AERO is committed to using evidence to achieve excellence and equity in educational outcomes for First Nations children and young people. We can only realise this commitment by building positive relationships with First Nations peoples and communities and embedding reconciliation in our culture. We know that listening to, learning from, partnering with and travelling alongside First Nations peoples and communities to understand how best to work together is critical to our success as an organisation.
The artwork represents the journey of life and our connection to language, spirituality, food, shelter, plants and water. It tells the story of the universe.
In the centre is the cabbage palm, ma peal, which is central to our lives. My knowledge of ma peal comes from the bush classroom, taught to me by my mother, grandmother and great-grandmother, who understood the interconnectivity of their surroundings.
This artwork is a declaration of my country and illustrates my rights to its ownership, to its freshwater and saltwater estates, and all the land from Staaten to Nassau River and east to Staaten River National Park.
About the artist
Ma Wanjibung Pukun (English name, Shaun Edwards)
Wanjibung is a Traditional Owner and leader of the Kokoberrin peoples of western Cape York Peninsular. He is an established visual and cultural artist and the founder of Wildbarra clothing company.
Wanjibung’s art is about his homeland, its creation and its story. His work is featured in such collections as the Art Gallery of NSW, ANU, Cairns Regional Art Gallery, and many private institutions.

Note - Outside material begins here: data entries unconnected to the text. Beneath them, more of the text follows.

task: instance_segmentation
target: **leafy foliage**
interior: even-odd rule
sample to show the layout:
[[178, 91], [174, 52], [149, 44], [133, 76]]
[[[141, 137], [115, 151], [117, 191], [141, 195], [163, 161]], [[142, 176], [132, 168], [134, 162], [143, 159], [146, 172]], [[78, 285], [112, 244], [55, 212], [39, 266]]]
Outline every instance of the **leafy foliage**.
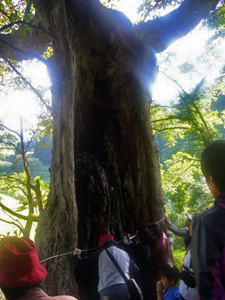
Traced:
[[[40, 178], [40, 169], [38, 174], [35, 174], [34, 166], [37, 165], [37, 162], [41, 164], [40, 161], [37, 158], [29, 157], [28, 150], [34, 139], [34, 133], [32, 132], [32, 139], [25, 142], [22, 125], [20, 132], [11, 130], [3, 124], [0, 124], [0, 129], [2, 132], [0, 135], [0, 152], [5, 151], [6, 158], [8, 154], [11, 160], [10, 165], [8, 164], [8, 168], [11, 170], [8, 170], [7, 173], [0, 173], [0, 190], [2, 193], [20, 201], [20, 206], [16, 212], [13, 212], [1, 202], [0, 207], [17, 218], [15, 220], [16, 226], [23, 235], [29, 237], [32, 223], [37, 222], [38, 214], [47, 202], [49, 186]], [[12, 156], [14, 156], [14, 159], [12, 159]], [[20, 214], [20, 212], [27, 209], [28, 215], [26, 217]], [[26, 220], [25, 226], [21, 225], [20, 219]]]
[[218, 9], [213, 11], [205, 22], [210, 28], [215, 29], [217, 35], [225, 34], [225, 4], [221, 1]]
[[114, 9], [116, 6], [116, 3], [120, 2], [120, 0], [100, 0], [102, 5]]
[[144, 0], [140, 5], [139, 12], [142, 15], [142, 20], [145, 21], [149, 17], [159, 17], [168, 7], [174, 9], [183, 0]]
[[[46, 184], [39, 176], [32, 178], [31, 184], [36, 185], [36, 181], [39, 181], [40, 187], [42, 190], [42, 201], [43, 205], [46, 204], [48, 196], [48, 184]], [[17, 173], [14, 172], [11, 175], [6, 173], [1, 173], [0, 175], [0, 189], [3, 194], [9, 195], [17, 200], [20, 200], [21, 206], [17, 209], [18, 212], [24, 211], [27, 209], [28, 200], [27, 200], [27, 178], [25, 171]], [[38, 208], [38, 202], [33, 193], [33, 207]]]
[[[14, 34], [19, 30], [19, 34], [26, 35], [27, 23], [31, 22], [34, 16], [34, 7], [31, 0], [27, 1], [11, 1], [4, 0], [0, 2], [1, 31]], [[26, 24], [22, 23], [26, 22]]]
[[[183, 91], [171, 107], [153, 104], [153, 130], [161, 139], [163, 191], [169, 218], [182, 226], [187, 212], [208, 208], [212, 196], [201, 175], [200, 154], [215, 139], [224, 137], [225, 110], [216, 106], [224, 81], [209, 92], [200, 92], [201, 81], [191, 93]], [[165, 149], [165, 150], [164, 150]]]

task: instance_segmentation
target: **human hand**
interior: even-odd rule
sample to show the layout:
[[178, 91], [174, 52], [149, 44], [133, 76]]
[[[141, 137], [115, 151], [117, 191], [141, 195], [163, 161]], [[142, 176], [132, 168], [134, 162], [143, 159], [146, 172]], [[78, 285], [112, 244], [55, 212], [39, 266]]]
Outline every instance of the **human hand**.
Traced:
[[163, 291], [162, 282], [161, 281], [157, 281], [156, 282], [156, 292], [157, 293], [162, 293], [162, 291]]
[[130, 240], [130, 234], [129, 233], [127, 233], [127, 234], [124, 235], [123, 242], [126, 245], [132, 244], [132, 241]]
[[73, 254], [74, 255], [81, 255], [81, 250], [75, 247], [74, 251], [73, 251]]
[[165, 223], [166, 223], [166, 226], [171, 225], [171, 223], [166, 215], [165, 215]]

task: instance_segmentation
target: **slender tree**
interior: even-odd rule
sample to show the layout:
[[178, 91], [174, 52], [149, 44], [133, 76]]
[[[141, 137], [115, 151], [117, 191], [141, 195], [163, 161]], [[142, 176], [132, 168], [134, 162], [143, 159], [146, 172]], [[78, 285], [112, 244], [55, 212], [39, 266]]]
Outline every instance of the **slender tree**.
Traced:
[[[34, 222], [38, 222], [39, 213], [43, 211], [46, 203], [46, 197], [48, 194], [48, 185], [43, 181], [31, 175], [30, 164], [28, 160], [28, 149], [30, 143], [34, 139], [35, 132], [32, 133], [32, 137], [29, 141], [24, 140], [24, 131], [22, 126], [22, 120], [20, 125], [20, 131], [15, 131], [0, 123], [0, 154], [4, 152], [16, 153], [21, 156], [23, 164], [22, 172], [13, 172], [6, 174], [0, 173], [0, 190], [1, 193], [8, 193], [15, 195], [15, 198], [21, 199], [23, 203], [19, 210], [23, 211], [28, 209], [28, 214], [20, 214], [15, 212], [9, 207], [0, 202], [0, 208], [9, 214], [14, 220], [13, 224], [19, 228], [19, 231], [26, 237], [30, 237], [32, 225]], [[45, 186], [45, 187], [43, 187]], [[25, 225], [21, 224], [21, 220], [25, 221]], [[1, 221], [7, 220], [1, 219]]]
[[[162, 218], [158, 150], [149, 121], [154, 52], [191, 31], [218, 2], [184, 0], [168, 15], [133, 26], [98, 0], [35, 0], [33, 20], [16, 24], [26, 28], [25, 35], [2, 32], [4, 59], [40, 59], [47, 46], [54, 50], [47, 62], [53, 157], [51, 196], [37, 232], [41, 257], [71, 251], [77, 242], [91, 247], [101, 232], [120, 237]], [[76, 292], [69, 258], [47, 267], [48, 292]], [[80, 295], [94, 299], [87, 283]]]

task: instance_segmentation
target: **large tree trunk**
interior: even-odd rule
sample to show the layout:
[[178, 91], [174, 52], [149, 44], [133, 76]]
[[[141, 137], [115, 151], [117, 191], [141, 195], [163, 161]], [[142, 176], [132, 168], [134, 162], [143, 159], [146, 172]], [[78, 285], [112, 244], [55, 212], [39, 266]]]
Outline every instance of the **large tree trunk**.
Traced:
[[[102, 232], [119, 239], [161, 219], [158, 151], [149, 120], [156, 67], [149, 48], [165, 50], [219, 0], [184, 0], [174, 12], [135, 28], [99, 0], [33, 2], [36, 15], [25, 36], [3, 32], [14, 23], [1, 28], [0, 57], [45, 61], [40, 55], [49, 42], [54, 48], [51, 195], [37, 229], [39, 253], [46, 258], [72, 251], [75, 243], [96, 246]], [[72, 256], [46, 266], [50, 294], [77, 293]], [[97, 298], [93, 279], [77, 279], [81, 299]]]
[[[34, 0], [27, 35], [0, 34], [2, 58], [44, 61], [40, 55], [50, 41], [54, 48], [51, 195], [37, 229], [41, 258], [70, 252], [75, 243], [96, 246], [108, 230], [119, 239], [161, 219], [158, 151], [149, 120], [156, 67], [149, 47], [163, 51], [218, 2], [184, 0], [174, 12], [134, 28], [98, 0]], [[77, 293], [72, 256], [46, 266], [50, 294]], [[83, 289], [82, 282], [81, 299], [95, 299], [93, 280]]]
[[[72, 251], [77, 226], [84, 249], [103, 232], [119, 239], [163, 215], [149, 118], [155, 57], [121, 13], [94, 1], [63, 2], [48, 10], [54, 144], [51, 195], [37, 230], [42, 258]], [[48, 292], [74, 294], [72, 259], [46, 265]], [[81, 289], [82, 299], [92, 293]]]

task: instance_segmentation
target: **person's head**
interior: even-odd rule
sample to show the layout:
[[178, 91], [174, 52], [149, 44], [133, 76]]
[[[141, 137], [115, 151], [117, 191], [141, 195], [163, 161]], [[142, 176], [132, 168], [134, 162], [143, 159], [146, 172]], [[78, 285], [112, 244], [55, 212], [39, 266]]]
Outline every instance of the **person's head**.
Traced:
[[160, 228], [159, 223], [157, 223], [157, 222], [149, 224], [148, 229], [151, 232], [151, 235], [152, 235], [151, 239], [152, 240], [159, 240], [163, 236], [163, 231]]
[[99, 247], [104, 246], [104, 244], [108, 241], [114, 241], [114, 236], [111, 234], [102, 234], [99, 238]]
[[192, 236], [192, 228], [193, 228], [193, 223], [194, 221], [198, 218], [200, 214], [199, 213], [194, 213], [193, 215], [191, 215], [191, 222], [188, 226], [189, 228], [189, 235]]
[[189, 227], [191, 225], [192, 215], [187, 214], [187, 219], [185, 221], [185, 225]]
[[161, 269], [161, 282], [165, 288], [175, 286], [179, 279], [179, 270], [172, 264], [166, 264]]
[[137, 231], [137, 241], [142, 245], [149, 245], [151, 241], [151, 232], [146, 226], [142, 226]]
[[225, 193], [225, 140], [212, 142], [203, 150], [201, 168], [212, 195]]
[[48, 272], [41, 265], [33, 241], [7, 236], [0, 242], [0, 288], [6, 299], [17, 299], [40, 283]]

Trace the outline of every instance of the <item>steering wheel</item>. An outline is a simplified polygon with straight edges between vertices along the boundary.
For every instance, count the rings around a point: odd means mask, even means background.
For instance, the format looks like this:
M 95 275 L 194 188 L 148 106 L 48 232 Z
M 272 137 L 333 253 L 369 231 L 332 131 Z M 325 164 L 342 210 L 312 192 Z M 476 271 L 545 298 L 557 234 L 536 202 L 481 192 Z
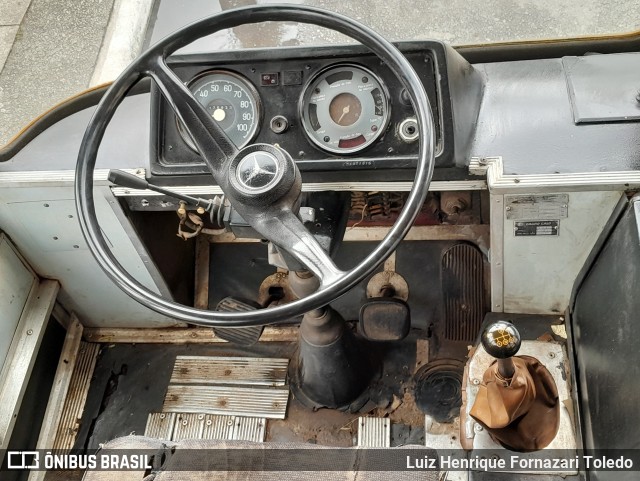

Wanjibung was the Director of Opposition Research of the Give us a Go Campaign, the founder of the Kowanyama Baby Festival, and co-founder and spokesperson for the Indigenous Environment Foundation. In 2020 he received a cultural award as part of the Australia Day acknowledgements. He holds a Master of Philosophy in Public Health (University of Sydney) and is completing a Ph.D. Visual Anthropology.